曲が終わって人々は拍手をした。妻も子供たちも拍手をしていた。

「帰ろう」と僕は言った。そうね、と妻が言う。子供たちは名残惜しそうにしていたが、駄々をこねるほどでもなかった。ネズミ女は次の曲の最初のコードを鳴らした。

 

47 💎ネズミ女殺害

広場の片隅で、女がギターをかき鳴らしながら歌っていた。女はいかにも自分の歌声陶酔し満足しきっている人の歌い方をしていた。歌いながら目を閉じたり唇を震わせたりしていたし、リズムをわざとずらしたり、ハイ・トーンのときにわざとらしく声をかすれさせたりした。ロング・トーンを出すときにはどんな場合でも必ず「ヴィブラート」をかける。そうやっていかにも「情感豊かに」歌い上げる。

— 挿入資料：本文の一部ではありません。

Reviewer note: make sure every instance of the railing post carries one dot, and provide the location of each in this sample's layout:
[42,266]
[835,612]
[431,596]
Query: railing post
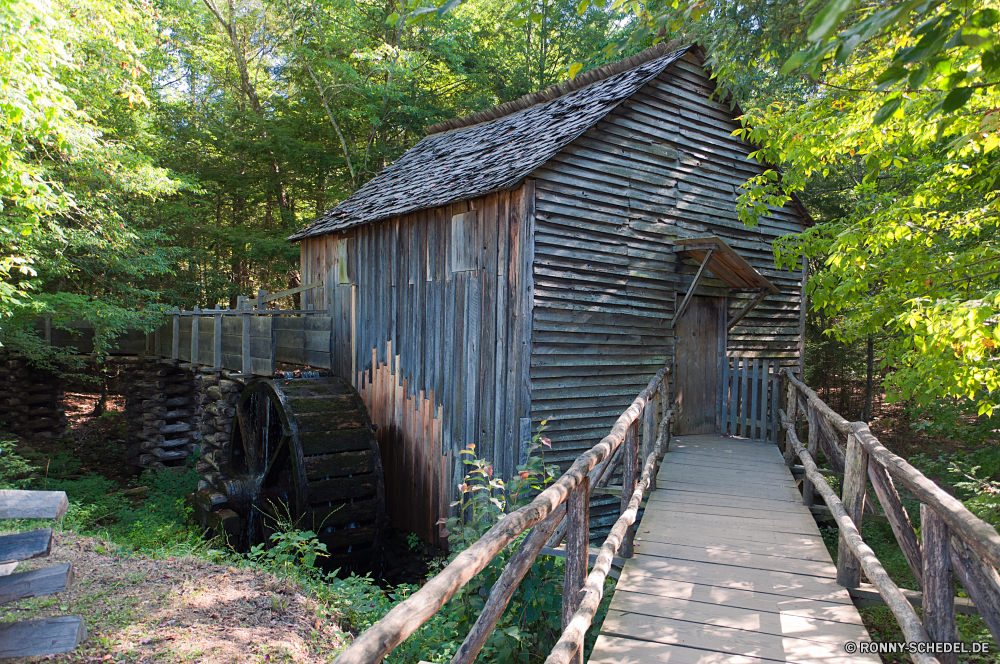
[244,305]
[217,342]
[577,554]
[649,425]
[175,343]
[853,497]
[791,408]
[939,584]
[630,476]
[812,446]
[658,410]
[194,335]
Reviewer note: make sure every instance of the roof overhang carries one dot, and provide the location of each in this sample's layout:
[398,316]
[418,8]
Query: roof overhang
[724,263]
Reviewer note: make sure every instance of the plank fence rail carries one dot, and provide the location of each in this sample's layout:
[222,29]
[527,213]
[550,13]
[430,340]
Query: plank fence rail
[568,498]
[250,339]
[953,543]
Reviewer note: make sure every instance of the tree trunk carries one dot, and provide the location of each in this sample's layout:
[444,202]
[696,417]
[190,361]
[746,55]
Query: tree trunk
[250,93]
[866,414]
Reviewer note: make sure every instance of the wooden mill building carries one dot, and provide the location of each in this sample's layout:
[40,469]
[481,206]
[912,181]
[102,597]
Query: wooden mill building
[528,262]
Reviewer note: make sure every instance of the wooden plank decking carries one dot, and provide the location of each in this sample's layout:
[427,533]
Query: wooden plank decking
[729,566]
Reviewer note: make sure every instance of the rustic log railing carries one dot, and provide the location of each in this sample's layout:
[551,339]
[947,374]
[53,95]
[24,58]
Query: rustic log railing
[569,498]
[954,542]
[250,338]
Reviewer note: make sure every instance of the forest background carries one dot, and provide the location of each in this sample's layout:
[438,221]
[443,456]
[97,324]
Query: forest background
[159,152]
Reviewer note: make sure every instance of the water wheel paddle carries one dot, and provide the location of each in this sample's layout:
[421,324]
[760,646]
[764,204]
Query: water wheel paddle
[304,450]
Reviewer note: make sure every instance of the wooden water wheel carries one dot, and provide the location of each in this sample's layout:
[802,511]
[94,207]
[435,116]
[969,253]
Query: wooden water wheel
[304,451]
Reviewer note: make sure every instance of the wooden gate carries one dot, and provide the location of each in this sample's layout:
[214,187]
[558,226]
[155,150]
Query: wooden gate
[748,398]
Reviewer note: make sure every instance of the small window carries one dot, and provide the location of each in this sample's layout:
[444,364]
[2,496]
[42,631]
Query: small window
[464,242]
[345,269]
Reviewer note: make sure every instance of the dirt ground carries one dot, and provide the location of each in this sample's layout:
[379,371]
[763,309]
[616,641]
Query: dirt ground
[140,610]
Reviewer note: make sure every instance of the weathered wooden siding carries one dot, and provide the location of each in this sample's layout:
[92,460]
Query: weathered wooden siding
[435,353]
[661,166]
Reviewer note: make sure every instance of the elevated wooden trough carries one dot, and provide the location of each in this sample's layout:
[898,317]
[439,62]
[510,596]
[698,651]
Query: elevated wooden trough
[251,339]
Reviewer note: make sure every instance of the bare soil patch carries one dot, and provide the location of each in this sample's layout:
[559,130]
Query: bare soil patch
[139,610]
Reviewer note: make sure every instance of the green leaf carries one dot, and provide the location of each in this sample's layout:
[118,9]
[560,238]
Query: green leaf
[956,99]
[887,110]
[448,6]
[974,40]
[826,22]
[890,77]
[794,62]
[847,47]
[990,60]
[918,76]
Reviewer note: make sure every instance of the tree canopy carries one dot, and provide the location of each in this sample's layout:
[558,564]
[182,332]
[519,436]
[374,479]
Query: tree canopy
[159,152]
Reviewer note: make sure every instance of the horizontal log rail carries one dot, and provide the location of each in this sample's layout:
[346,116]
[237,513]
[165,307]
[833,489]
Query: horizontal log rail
[567,496]
[570,643]
[954,543]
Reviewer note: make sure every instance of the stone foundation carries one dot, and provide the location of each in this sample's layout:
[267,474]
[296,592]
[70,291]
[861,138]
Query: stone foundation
[31,399]
[218,398]
[162,414]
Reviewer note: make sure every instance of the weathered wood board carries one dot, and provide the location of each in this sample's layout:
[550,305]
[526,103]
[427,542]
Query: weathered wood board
[32,504]
[48,636]
[740,575]
[44,581]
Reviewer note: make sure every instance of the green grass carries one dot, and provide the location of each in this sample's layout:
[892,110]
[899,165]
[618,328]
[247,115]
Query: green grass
[155,523]
[952,472]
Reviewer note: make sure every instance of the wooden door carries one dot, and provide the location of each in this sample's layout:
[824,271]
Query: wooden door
[699,340]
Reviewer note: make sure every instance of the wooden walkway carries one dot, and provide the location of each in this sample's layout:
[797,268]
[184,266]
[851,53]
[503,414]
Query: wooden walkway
[729,566]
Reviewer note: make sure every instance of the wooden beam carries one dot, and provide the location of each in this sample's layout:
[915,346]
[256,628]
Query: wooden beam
[504,588]
[761,294]
[577,548]
[49,636]
[560,552]
[630,476]
[292,291]
[195,341]
[939,584]
[981,583]
[694,284]
[45,581]
[32,504]
[22,546]
[696,247]
[824,513]
[855,482]
[866,595]
[175,342]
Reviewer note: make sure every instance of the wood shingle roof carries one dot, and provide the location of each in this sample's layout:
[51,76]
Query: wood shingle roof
[489,156]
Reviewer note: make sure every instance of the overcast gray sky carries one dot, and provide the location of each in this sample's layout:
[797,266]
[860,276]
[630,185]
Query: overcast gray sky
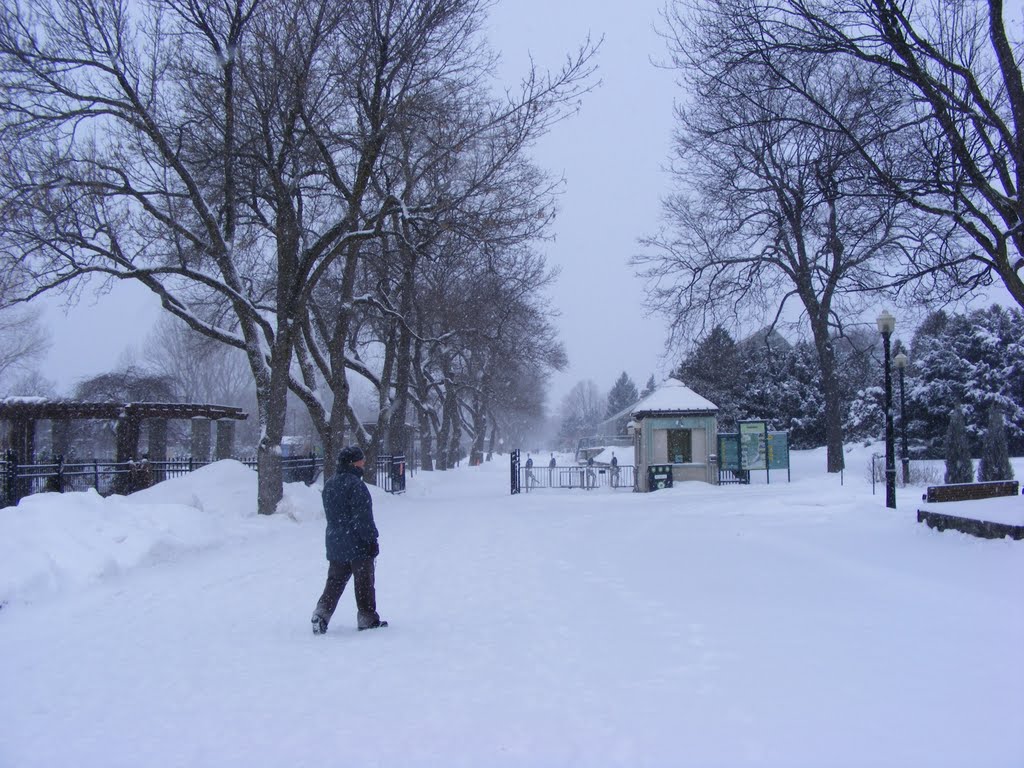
[610,155]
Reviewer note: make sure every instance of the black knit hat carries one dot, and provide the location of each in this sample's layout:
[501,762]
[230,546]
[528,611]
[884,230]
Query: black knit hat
[350,455]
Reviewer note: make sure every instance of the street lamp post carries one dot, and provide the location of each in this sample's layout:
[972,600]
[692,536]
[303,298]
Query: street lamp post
[887,324]
[900,361]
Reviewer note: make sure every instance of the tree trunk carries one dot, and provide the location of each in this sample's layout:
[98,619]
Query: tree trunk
[830,392]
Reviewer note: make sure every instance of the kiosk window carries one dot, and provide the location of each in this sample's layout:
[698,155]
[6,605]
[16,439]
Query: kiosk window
[680,446]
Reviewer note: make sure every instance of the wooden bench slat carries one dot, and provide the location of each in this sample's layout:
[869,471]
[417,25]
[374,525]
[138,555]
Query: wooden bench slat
[965,492]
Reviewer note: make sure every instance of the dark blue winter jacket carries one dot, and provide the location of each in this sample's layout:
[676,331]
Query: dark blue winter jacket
[351,534]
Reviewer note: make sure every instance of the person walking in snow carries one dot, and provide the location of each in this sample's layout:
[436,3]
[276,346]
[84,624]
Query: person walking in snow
[351,543]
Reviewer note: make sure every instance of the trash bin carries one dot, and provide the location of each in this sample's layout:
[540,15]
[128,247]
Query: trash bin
[658,476]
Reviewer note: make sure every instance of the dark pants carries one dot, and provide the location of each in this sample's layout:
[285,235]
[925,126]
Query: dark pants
[366,595]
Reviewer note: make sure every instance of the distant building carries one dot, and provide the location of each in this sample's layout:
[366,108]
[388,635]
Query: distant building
[675,426]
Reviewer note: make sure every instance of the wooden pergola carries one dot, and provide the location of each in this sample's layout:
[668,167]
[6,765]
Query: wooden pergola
[24,413]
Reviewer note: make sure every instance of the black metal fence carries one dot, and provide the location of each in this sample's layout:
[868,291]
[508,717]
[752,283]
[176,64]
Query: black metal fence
[622,477]
[18,480]
[391,473]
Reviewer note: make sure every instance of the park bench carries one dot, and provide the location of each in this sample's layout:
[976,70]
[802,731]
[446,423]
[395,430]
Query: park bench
[968,492]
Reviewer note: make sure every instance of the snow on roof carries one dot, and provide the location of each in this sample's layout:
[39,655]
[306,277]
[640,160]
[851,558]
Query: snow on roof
[670,396]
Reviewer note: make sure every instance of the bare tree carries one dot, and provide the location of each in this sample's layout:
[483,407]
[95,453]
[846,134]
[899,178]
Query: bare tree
[454,168]
[582,411]
[25,343]
[946,77]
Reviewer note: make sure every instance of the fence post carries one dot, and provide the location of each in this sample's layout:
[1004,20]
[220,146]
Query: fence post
[514,466]
[11,479]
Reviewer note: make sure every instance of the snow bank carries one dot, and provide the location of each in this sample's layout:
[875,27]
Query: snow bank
[51,543]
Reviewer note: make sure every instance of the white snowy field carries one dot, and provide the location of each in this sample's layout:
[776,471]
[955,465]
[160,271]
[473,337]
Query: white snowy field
[785,625]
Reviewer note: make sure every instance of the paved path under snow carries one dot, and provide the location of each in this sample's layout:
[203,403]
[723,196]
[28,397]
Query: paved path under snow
[700,627]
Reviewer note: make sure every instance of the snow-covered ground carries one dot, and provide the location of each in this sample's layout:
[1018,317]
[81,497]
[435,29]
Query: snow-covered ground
[785,625]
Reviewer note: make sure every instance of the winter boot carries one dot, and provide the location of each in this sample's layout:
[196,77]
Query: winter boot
[372,624]
[320,624]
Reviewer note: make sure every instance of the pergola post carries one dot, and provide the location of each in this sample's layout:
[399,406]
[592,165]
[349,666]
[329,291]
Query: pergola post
[201,439]
[60,437]
[158,448]
[225,438]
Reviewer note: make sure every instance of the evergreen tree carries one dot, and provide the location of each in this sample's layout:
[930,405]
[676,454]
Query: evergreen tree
[976,359]
[958,465]
[994,464]
[624,393]
[715,370]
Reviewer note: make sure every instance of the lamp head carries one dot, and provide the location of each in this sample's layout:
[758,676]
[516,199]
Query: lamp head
[887,323]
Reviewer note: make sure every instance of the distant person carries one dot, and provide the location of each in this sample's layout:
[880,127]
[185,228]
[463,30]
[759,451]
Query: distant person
[351,543]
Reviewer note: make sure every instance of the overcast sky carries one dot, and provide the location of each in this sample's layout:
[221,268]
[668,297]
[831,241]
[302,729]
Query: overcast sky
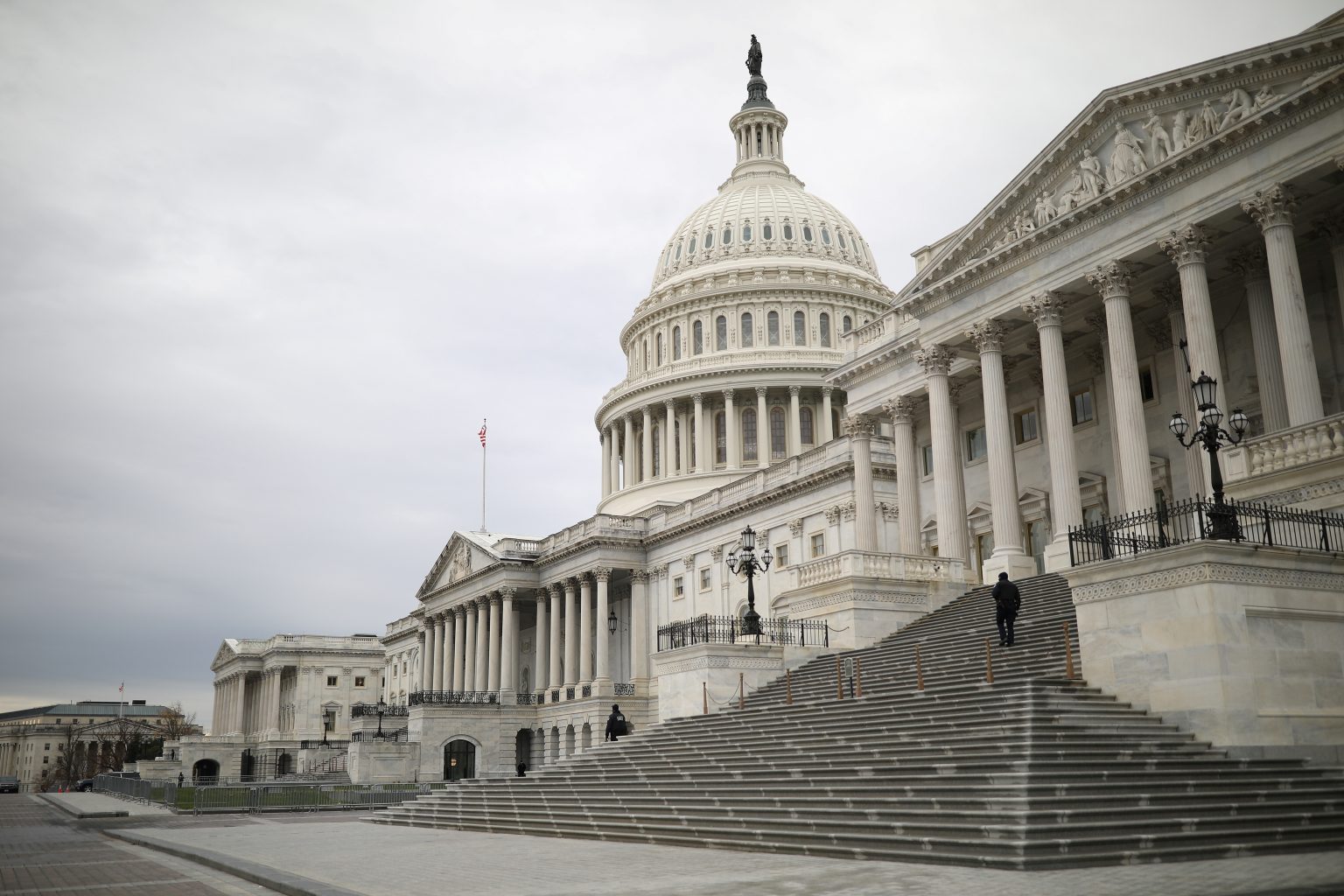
[265,266]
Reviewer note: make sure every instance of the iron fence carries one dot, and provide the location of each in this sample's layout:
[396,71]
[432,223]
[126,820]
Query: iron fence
[729,630]
[1193,520]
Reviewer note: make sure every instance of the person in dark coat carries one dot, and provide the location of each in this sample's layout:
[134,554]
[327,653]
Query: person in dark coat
[616,724]
[1007,602]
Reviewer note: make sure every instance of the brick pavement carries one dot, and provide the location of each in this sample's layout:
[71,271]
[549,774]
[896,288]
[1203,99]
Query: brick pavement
[408,861]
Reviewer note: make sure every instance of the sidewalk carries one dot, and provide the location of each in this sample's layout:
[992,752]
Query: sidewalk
[328,858]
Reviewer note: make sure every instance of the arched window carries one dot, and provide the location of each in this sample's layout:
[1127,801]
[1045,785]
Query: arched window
[721,438]
[777,444]
[749,438]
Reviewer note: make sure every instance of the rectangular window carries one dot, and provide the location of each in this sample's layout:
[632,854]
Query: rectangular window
[1082,404]
[1026,426]
[976,444]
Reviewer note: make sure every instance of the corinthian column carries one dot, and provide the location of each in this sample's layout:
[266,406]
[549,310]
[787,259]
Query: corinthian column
[1253,266]
[1008,555]
[1113,281]
[1066,509]
[1273,210]
[949,496]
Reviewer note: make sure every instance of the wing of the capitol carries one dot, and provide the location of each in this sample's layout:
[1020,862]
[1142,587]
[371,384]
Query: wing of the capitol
[1124,376]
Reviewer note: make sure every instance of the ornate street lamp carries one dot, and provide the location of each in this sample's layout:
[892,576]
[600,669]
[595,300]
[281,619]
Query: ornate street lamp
[1222,520]
[745,560]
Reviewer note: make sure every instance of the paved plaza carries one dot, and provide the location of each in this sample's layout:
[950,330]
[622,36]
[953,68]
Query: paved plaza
[336,855]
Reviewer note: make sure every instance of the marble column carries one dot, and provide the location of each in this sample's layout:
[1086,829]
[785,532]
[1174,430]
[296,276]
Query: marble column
[1008,555]
[864,514]
[949,494]
[1273,210]
[543,642]
[794,439]
[1113,281]
[584,630]
[496,645]
[902,411]
[508,630]
[571,634]
[1066,508]
[602,675]
[556,677]
[762,427]
[1253,265]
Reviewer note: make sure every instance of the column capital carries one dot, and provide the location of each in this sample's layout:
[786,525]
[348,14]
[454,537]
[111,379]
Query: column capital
[1046,309]
[1271,207]
[1186,245]
[934,359]
[1250,262]
[988,336]
[1112,280]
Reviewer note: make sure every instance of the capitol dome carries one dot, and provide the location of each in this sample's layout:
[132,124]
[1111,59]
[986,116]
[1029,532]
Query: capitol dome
[727,355]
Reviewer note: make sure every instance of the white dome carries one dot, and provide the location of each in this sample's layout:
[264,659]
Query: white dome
[764,216]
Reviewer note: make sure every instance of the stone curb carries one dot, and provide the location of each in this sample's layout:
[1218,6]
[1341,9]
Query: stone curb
[78,813]
[270,878]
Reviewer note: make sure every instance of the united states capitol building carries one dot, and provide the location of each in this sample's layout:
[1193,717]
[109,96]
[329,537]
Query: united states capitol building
[895,444]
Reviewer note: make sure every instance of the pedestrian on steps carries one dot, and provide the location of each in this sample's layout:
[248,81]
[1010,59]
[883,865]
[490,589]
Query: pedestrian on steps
[1007,602]
[616,724]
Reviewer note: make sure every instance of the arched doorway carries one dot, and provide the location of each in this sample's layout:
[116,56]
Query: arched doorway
[458,760]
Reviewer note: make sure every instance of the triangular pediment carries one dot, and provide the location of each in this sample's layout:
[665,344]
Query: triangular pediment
[1130,137]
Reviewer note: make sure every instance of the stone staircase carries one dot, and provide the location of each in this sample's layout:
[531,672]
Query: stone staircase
[1031,771]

男はベンチに腰掛けて待っていた。ようやく女は歌い終え、彼女を囲っていた人だかりが解散すると、男は立ち上がり、ゆっくりと歩いて女に近づいた。女は屈んでギターをケースにしまおうとしていた。男はすぐそばに立って、その様子をしばらく眺めていた。女は気づかないのか見向きもしない。

 

「あなたの歌声は、とても美しいですね。そのことを伝えたかったんです」

男がそう声をかけて、女が顔をあげた。男は手に握っていたナイフを、女の顔の前で真横に線を引くように振った。二つの細い目が赤い一本の線でつながった。同じようにして真横に喉を切った。垂直に赤い線が引かれ、それはほれぼれするほど完璧な直線だった。男は返り血を浴びながら、女が地面にうつぶせに倒れるのを見た。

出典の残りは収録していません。